Rishi Sunak’s first speech as prime minister was light on details and heavy on rhetoric. One clear priority that emerged was the need to lead the UK through a “profound economic crisis.”
Conservative party leader Sunak, who had lost out for the role to Liz Truss just a few weeks ago, said today (Oct. 25) he will place “economic stability and confidence” at the heart of his government.
The newest resident of 10, Downing Street–the third in just 7 weeks—made great use of the passive voice in referring to his predecessors’ mishaps and vowed to rectify them. In her parting words however, Truss made no reference to any mistake and doubled down on the need “to be bold” and for “lower taxes.”
“I want to pay tribute to my predecessor Liz Truss, she was not wrong to want to improve growth in this country, it is a noble aim. And I admired her restlessness to create change. But some mistakes were made. Not borne of ill will or bad intentions. Quite the opposite, in fact. But mistakes nonetheless. And I have been elected as leader of my party, and your Prime Minister, in part, to fix them. And that work begins immediately.” —UK prime minister Rishi Sunak
In his speech, Sunak promised the administration will have “integrity, professionalism, and accountability at every level.” In picking his cabinet, Sunak rewarded some of his closest allies, but he also kept in place a number of key appointments made by his predecessor.
💷 All eyes were on Sunak’s pick for chancellor of the exchequer. As expected, Sunak kept Jeremy Hunt, who was appointed less than 10 days ago to replace Kwasi Kwarteng, in the post. Hunt announced on Oct. 26 that the budget planned for Monday is now being postponed to Nov. 17.
🌊 Alok Sharma retains his role as COP26 president and will attend COP27 as a UK negotiator, but he will no longer attend cabinet.
🚔 The biggest surprise perhaps was at the Home Office, which sees the return of Suella Braverman, who was ousted by Truss over an email security breach last week. Her now temporary replacement, Grant Shapps, will now oversee the business, energy, and industrial strategy department.
*roles confirmed at time of publishing
In his speech, Sunak hinted that a general election is not on the table, saying he intends to deliver on the 2019 party manifesto, including creating a stronger National Health Service (NHS), better schools, safer streets, environmental protections, and more jobs, among other things.
During his leadership bid against Truss, he said he’d help the NHS combat its record backlog through missing appointment fines, new surgical hubs, and scaling up diagnostic centers. Sunak is also seen as a tech evangelist who supports startups and is “good for crypto.” Back when he was chancellor, he made some green moves but largely appeared to be a fence-sitter on climate.
However, he did not explicitly expand on how he intends to deliver on the manifesto today.
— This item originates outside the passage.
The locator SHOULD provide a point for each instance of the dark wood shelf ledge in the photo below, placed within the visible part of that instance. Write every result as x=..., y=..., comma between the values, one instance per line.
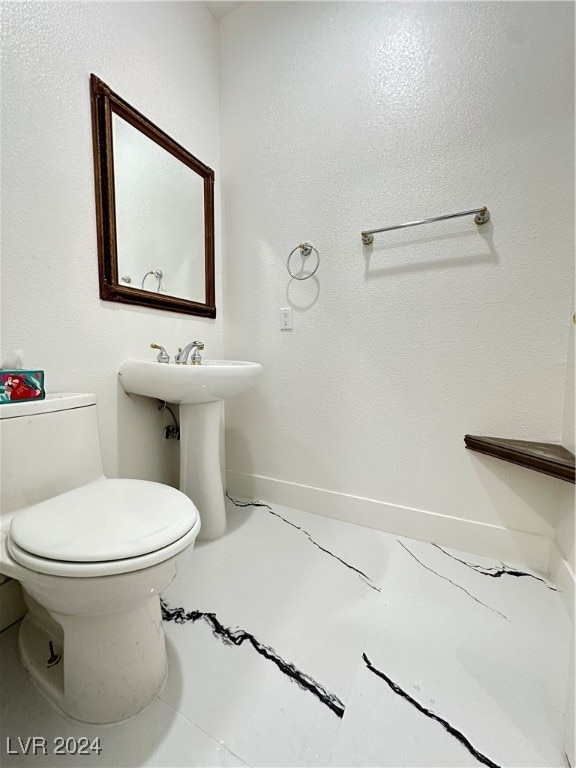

He also avoided commenting on Truss’s controversial decision to lift a moratorium on fracking—a broken manifesto promise.
UK markets rallied and the sterling recovered slightly on the news of Sunak’s appointment. Evidently, there’s a feeling the 42-year-old Stanford alum and former Goldman Sachs analyst is a safer pair of hands than his predecessor.
The lockdown skeptic who puts business needs front-and-center, Sunak had been a critic of Truss’s plan to simultaneously dole out energy subsidies and tax cuts. To avert the cost-of-living crisis, he proposed targeted help to people with lower incomes.
The new PM harked back to his time on the Johnson government—which he eventually resigned from because of his approach being “fundamentally too different” to Johnson’s—to boost his credentials.
“You saw me during Covid, doing everything I could, to protect people and businesses, with schemes like furlough,” he said. He did not mention one of his other key policies, Eat Out to Help Out, which partly subsidized people’s meals to support hospitality businesses as they cautiously reopened after the first covid lockdown was lifted—the policy was forecast to cost £500 million, but £840 million ($950 million) ended up being dished out.
This story was updated with the Oct. 26 announcement of the fiscal statement’s postponement to from Oct. 31 to Nov. 17.